Pero dicho esto, conviene recordar un aspecto fundamental para
comprender cómo asume el cristianismo los avances científicos en
una época que siempre se nos ha presentado como oscura, terrible y
rebosante de cualquier horror imaginable. Si bien es cierto, que las
aportaciones al conocimiento desde el mundo árabe-islámico son
indiscutibles, siempre bajo la atenta mirada de la fe al igual que
sucede entre los cristianos, resulta que con el paso del tiempo, de
mucho, los primeros llegan a la conclusión, tal vez allá por el
siglo VIII de nuestra era, de que habían obtenido las respuestas a
sus dudas y que Dios era la única explicación a todo, fuera ese
absoluto el cielo y la cama; el Derecho y la guerra.
Por contra, el desarrollo occidental
desde el descubrimiento del astrolabio cuando rondaba el siglo I a.C.

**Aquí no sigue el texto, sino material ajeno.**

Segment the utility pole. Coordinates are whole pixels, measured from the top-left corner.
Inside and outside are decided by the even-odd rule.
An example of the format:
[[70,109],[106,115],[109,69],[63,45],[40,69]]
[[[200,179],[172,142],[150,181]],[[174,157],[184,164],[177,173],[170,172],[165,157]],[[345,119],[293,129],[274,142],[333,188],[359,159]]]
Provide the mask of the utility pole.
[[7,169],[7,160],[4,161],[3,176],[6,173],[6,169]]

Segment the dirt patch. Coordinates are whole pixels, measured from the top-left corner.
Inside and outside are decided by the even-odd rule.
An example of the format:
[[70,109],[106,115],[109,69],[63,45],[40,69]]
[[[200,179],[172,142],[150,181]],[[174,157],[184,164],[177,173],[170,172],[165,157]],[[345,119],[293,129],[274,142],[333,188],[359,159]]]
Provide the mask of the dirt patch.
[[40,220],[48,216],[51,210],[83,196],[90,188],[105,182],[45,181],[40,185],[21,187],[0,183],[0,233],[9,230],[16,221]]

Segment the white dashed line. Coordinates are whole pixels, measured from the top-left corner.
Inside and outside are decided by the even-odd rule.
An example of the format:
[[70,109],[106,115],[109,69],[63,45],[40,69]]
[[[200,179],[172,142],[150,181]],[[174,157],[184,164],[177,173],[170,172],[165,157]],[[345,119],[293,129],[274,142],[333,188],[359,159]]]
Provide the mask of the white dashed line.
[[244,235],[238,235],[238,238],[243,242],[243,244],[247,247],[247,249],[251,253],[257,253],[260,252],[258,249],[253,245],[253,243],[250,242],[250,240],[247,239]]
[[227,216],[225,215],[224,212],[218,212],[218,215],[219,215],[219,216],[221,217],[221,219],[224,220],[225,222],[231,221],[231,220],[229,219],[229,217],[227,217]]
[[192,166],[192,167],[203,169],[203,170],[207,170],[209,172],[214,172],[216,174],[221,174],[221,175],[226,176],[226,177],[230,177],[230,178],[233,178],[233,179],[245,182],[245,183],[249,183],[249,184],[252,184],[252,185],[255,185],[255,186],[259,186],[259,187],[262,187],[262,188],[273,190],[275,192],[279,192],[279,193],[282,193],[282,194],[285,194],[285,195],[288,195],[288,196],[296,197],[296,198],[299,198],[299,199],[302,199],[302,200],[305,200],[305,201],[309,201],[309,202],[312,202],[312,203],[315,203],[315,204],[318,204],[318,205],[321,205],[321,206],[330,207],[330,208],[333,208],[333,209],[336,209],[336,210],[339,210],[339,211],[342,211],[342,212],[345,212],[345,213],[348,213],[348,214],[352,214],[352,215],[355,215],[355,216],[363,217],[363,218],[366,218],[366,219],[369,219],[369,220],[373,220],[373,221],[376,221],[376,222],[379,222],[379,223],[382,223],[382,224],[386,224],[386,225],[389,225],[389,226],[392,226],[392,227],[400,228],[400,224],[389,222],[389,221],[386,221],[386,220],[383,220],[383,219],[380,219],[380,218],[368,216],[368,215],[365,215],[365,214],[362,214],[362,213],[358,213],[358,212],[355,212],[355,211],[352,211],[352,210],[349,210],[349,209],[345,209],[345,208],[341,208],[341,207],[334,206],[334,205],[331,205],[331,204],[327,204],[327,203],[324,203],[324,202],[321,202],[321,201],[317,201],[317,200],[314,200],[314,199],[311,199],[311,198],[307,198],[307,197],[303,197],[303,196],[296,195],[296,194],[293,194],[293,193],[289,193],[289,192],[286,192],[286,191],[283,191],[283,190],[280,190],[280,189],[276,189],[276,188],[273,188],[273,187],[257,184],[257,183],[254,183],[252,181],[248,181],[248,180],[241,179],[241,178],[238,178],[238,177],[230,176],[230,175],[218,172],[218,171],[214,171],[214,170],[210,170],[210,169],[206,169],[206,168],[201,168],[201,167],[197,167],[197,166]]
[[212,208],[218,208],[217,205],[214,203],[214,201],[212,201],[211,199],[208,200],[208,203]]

en la Grecia helenística hasta el año 1270 cuando los artesanos que
trabajan para Alfonso X El Sabio -¡Sorpresa! España,
otra vez-,
descubren el mecanismo del reloj, como el resto de avances
tecnológicos fruto del empeño de monjes, cuya inspiración proviene
del Señor, irán separando, lenta pero inexorablemente, a Dios del
hombre. Porque evidentemente los tímidos impulsos en el conocimiento
eran indisociables de la fe, y un buen ejemplo lo ofrece Gregorio,
el obispo de Tours, quien «a
finales del siglo VI»
escribe El curso de las estrellas, una guía que daba un «uso
explícitamente religioso a la astronomía clásica», fruto
de un arduo proceso de investigación.
Como indicaba, la separación de lo
divino y lo terrestre costó mucho, pero jamás debe olvidarse cada
uno de los pasos y su contexto histórico, de lo contrario sólo hay
trampas al solitario. Espero que se entienda esta digresión.
Podría describir la importancia del
monasterio de Ripoll (Gerona) que durante el siglo XI y junto a
otros, tomaron la senda abierta desde el mundo árabe en torno al
avance de los instrumentos científicos así como el papel que jugó
Isidro, obispo de Sevilla, que se encarga de popularizar las siete
artes liberales. ¡Hay tanto, mucho!
No obstante, todo debe concluir y en
eso estoy ahora. Sólo cabe añadir que el texto objeto de este
espacio es denso, requiere una adecuada dosis de sosiego y sacudirse,
quien los tenga, esos prejuicios en torno a esta época.
¿Complicado?, usted verá.
Como final, nada mejor que esto: «Si
el mundo podía hacerse predecible y comprensible, entonces mejorar
los instrumentos que reproducían su funcionamiento era imitar a
Dios...». Como
he comentado, la Ciencia y la fe en el ecosistema occidental
terminarán hallando sus caminos pero también habrá encuentros. Mas
para eso habrían de transcurrir algunas centurias.